In this method, @@key is replaced with the keys of the $sites array. These keys usually represent the domain at which the site can be accessed and is useful for use with commands like drush uli.

$ drush exec drush --uri=@@key uli
# Equivalent to running the following Drush commands.
drush --uri=site-1.com core:status
drush --uri=site-2.com core:status
...
drush --uri=site-n.com core:status

With @@site

In this method, the @@site part represents the various site aliases you have configured for Drush.

$ drall exec drush @@site.prod core:status
# Equivalent to running the following Drush commands.
drush @site-1.prod core:status
drush @site-2.prod core:status
...
drush @site-n.prod core:status

For a Drush alias like @foo.ENV, @@site will only take the @foo part of the alias.

site:directories

The site directories command lists all directories referred to in Drupal’s sites.php. Say, your sites.php looks as follows.

$sites[
  'site-1.com' => 'site-1',
  'site-2.com' => 'site-2',
  // ...
  'site-n.com' => 'site-n',
];

With drall site:directories, you can get a list of the site directory names.

$ drall site:directories
site-1
site-2
...
site-n

You can then use in scripts to do fancy stuff.

for site in $(drall site:directories)
do
  echo "Working on $site";
  # Do something with $site.
done;

site:keys

The site keys command lists all keys (usually hostnames) referred to in Drupal’s sites.php.

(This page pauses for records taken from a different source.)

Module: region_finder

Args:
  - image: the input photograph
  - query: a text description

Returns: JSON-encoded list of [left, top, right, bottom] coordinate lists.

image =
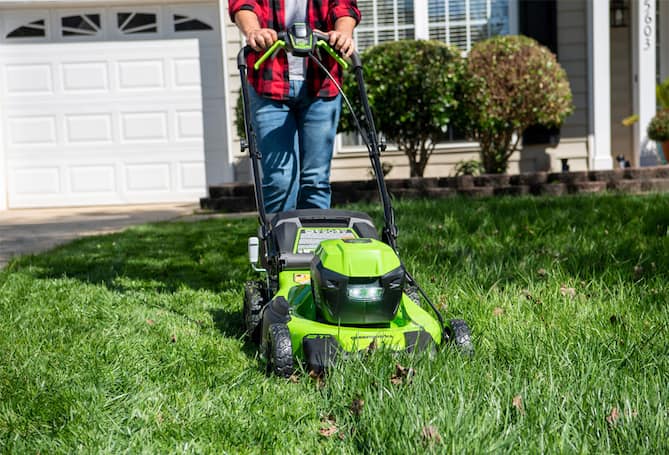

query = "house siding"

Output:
[[226, 0, 588, 181]]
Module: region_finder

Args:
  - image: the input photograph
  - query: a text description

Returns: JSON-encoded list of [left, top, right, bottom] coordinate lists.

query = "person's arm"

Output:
[[328, 16, 357, 57], [235, 10, 278, 52]]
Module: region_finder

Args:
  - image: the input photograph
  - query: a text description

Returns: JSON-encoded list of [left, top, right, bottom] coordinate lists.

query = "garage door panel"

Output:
[[179, 161, 206, 191], [116, 60, 166, 91], [61, 62, 110, 95], [4, 64, 54, 96], [0, 40, 206, 207], [8, 116, 58, 146], [9, 166, 62, 196], [64, 114, 113, 144], [69, 164, 118, 194], [121, 112, 168, 144], [125, 163, 172, 193]]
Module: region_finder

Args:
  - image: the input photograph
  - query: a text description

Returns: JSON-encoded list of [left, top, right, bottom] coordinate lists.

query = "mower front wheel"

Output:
[[449, 319, 474, 357], [244, 281, 267, 343], [265, 323, 294, 378]]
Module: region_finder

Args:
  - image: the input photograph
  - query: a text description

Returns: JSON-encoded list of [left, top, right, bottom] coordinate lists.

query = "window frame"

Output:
[[336, 0, 520, 153]]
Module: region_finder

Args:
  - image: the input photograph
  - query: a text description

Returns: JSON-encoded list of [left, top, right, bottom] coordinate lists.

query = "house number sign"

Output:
[[641, 0, 655, 51]]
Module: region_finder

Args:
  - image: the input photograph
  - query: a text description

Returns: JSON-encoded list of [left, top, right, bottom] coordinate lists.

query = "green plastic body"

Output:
[[276, 270, 442, 359]]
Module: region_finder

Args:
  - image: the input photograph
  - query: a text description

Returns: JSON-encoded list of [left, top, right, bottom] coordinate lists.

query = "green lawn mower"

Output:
[[237, 24, 473, 377]]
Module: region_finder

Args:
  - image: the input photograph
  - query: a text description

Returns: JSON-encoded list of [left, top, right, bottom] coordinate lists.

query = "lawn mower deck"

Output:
[[245, 209, 442, 374], [237, 24, 473, 377]]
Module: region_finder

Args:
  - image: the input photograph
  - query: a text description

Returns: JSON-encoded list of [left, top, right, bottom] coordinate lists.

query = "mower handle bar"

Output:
[[237, 31, 362, 71]]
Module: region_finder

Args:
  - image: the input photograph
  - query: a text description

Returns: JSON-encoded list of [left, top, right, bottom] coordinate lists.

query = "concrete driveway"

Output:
[[0, 203, 200, 269]]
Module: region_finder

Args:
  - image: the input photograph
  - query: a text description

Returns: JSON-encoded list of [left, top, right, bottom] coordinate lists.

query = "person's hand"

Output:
[[246, 28, 279, 52], [328, 30, 355, 57]]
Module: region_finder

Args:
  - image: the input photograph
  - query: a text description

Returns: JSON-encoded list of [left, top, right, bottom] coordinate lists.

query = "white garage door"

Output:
[[0, 6, 224, 208]]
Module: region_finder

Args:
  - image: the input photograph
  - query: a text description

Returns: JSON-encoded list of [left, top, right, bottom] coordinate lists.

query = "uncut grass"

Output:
[[0, 195, 669, 453]]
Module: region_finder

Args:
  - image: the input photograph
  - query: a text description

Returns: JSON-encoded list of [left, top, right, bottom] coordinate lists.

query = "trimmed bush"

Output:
[[459, 35, 572, 173], [340, 40, 464, 177], [647, 110, 669, 142]]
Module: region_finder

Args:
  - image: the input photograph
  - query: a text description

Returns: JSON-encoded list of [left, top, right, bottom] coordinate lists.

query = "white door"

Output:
[[0, 5, 225, 208]]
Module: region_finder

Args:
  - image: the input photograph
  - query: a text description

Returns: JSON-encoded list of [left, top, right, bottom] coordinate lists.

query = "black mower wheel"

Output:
[[265, 323, 294, 378], [449, 319, 474, 357], [244, 281, 267, 343], [404, 286, 420, 305]]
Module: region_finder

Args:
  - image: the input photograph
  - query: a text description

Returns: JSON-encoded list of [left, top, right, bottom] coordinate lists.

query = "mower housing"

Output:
[[311, 238, 406, 326]]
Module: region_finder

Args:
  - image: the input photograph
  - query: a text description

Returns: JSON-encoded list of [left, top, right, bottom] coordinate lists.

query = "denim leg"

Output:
[[249, 87, 300, 213], [297, 88, 341, 209]]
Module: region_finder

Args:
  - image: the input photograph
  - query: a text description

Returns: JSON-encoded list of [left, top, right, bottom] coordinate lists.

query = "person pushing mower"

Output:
[[228, 0, 361, 213]]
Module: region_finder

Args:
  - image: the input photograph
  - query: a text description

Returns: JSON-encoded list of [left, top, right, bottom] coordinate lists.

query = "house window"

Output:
[[60, 14, 100, 36], [174, 14, 213, 32], [355, 0, 415, 51], [116, 12, 158, 35], [341, 0, 508, 147], [428, 0, 509, 52], [7, 19, 46, 38]]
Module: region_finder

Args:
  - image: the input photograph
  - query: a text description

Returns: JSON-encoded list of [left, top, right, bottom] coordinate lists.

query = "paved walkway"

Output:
[[0, 203, 208, 269]]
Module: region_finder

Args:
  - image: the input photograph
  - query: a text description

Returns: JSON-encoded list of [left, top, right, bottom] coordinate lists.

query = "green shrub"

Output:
[[648, 109, 669, 142], [340, 40, 464, 177], [459, 35, 572, 173]]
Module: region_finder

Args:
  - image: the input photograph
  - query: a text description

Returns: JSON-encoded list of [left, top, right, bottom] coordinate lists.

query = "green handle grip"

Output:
[[317, 40, 348, 70], [253, 40, 286, 71]]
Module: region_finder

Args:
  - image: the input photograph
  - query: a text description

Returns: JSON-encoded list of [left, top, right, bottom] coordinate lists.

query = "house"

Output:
[[0, 0, 669, 210]]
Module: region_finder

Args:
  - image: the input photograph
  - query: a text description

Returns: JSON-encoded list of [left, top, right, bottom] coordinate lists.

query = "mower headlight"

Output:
[[346, 284, 383, 302]]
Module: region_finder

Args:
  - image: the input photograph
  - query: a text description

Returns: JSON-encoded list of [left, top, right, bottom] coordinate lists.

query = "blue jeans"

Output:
[[249, 81, 341, 213]]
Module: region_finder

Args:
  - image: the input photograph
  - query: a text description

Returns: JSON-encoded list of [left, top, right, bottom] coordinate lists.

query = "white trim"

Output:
[[0, 100, 7, 210], [588, 1, 613, 170], [509, 0, 520, 35], [631, 0, 658, 166], [658, 0, 669, 80], [413, 1, 430, 39], [218, 0, 235, 183]]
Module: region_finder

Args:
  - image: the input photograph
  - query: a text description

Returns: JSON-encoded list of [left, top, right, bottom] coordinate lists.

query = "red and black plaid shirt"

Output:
[[228, 0, 360, 100]]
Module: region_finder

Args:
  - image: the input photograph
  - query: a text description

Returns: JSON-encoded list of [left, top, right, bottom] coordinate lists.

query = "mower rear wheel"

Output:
[[265, 323, 294, 378], [404, 286, 420, 305], [449, 319, 474, 357], [244, 281, 267, 343]]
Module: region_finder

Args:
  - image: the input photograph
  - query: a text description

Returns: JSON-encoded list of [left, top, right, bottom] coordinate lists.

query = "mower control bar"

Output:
[[253, 24, 349, 71]]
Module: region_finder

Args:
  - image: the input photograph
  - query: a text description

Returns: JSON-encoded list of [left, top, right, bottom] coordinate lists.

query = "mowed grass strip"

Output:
[[0, 195, 669, 453]]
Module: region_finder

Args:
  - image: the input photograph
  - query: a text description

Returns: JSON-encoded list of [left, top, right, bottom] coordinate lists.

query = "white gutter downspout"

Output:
[[630, 0, 658, 166], [587, 0, 613, 170], [218, 0, 235, 183], [657, 0, 669, 81]]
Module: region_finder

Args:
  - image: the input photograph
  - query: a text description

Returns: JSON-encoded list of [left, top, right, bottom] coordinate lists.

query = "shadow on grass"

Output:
[[10, 219, 255, 293]]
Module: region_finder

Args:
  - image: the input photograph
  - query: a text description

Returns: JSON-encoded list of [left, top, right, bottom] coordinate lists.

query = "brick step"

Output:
[[200, 165, 669, 212]]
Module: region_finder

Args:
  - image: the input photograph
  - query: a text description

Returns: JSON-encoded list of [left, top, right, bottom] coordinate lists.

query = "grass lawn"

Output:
[[0, 195, 669, 453]]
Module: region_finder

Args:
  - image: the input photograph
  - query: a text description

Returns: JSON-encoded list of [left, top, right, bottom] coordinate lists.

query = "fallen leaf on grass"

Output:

Say, your sites.php looks as follows.

$sites[
  'site-1.com' => 'site-1',
  'site-2.com' => 'site-2',
  // ...
  'site-n.com' => 'site-n',
];

With drall site:keys, you can get a list of the site URIs.

$ drall site:directories
site-1.com
site-2.com
...
site-n.com

You can then use in scripts to do fancy stuff.

for site in $(drall site:keys)
do
  echo "Working on $site";
  # Do something with $site.
done;

site:aliases

The site aliases command lists all site aliases defined in your Drupal project. Say, you have the following site aliases defined:

# In your Drupal project root. Usually one level above index.php.
drush
└── sites
    ├── site1.site.yml
    ├── site2.site.yml
    ├── ...
    └── siten.site.yml

Say, each of these files defines 2 aliases each for 2 environments: devprod. With drall site:aliases, you can get a list of all aliases.

$ drall site:aliases
@site1.dev
@site1.prod
@site2.dev
@site2.prod
...
@siten.dev
@siten.prod

This behavior is also provided by the drush site:alias command.

Site groups

This is one Drall feature that I really find useful, especially when dealing with a huge number of Drupal sites in a single multi-site installation. Drall allows you to define site groups and then use the --drall-group=GROUP option to run commands on specific site groups. Here’s how you can define site groups for Drall.

With site aliases

If you’re using site aliases in your project, you can assign site aliases to one or more groups by adding a drall.groups key.

# File: tnmt.site.yml
local:
  root: /opt/drupal/web
  # ...
  drall:
    groups:
      - group1
      - group2

With this in place, you can run Drush commands on all group1 sites like this:

$ drall exec:drush --drall-group=group1 deploy

With sites.*.php files

If you’re not using Drush site aliases, you can still assign your sites to groups by creating sites.*.php files in Drupal’s sites directory. For example,

web/sites/
|-- sites.group1.php
|-- sites.group2.php
|-- ...
|-- sites.php

Each of these files define a $sites variable just like the sites.php file. You can then run Drush commands on all group1 sites like this:

$ drall exec:drush --drall-group=group1 cron

Site filters

If you want to run a command only on sites that match a certain criteria, you can use --drall-filter to filter placeholder values with an expression.

# Run only on the "leo" site.
drall exec --drall-filter=leo drush core:status
# Run only on "leo" and "ralph" sites.
drall exec --drall-filter="leo||ralph" drush core:status
For more on using filter expressions, refer to the documentation on consolidation/filter-via-dot-access-data.

Conclusion

By allowing us to run Drush on all or multiple sites, Drall does help a lot in multi-site Drupal installations. It can easily be installed with composer and it is fairly easy to use.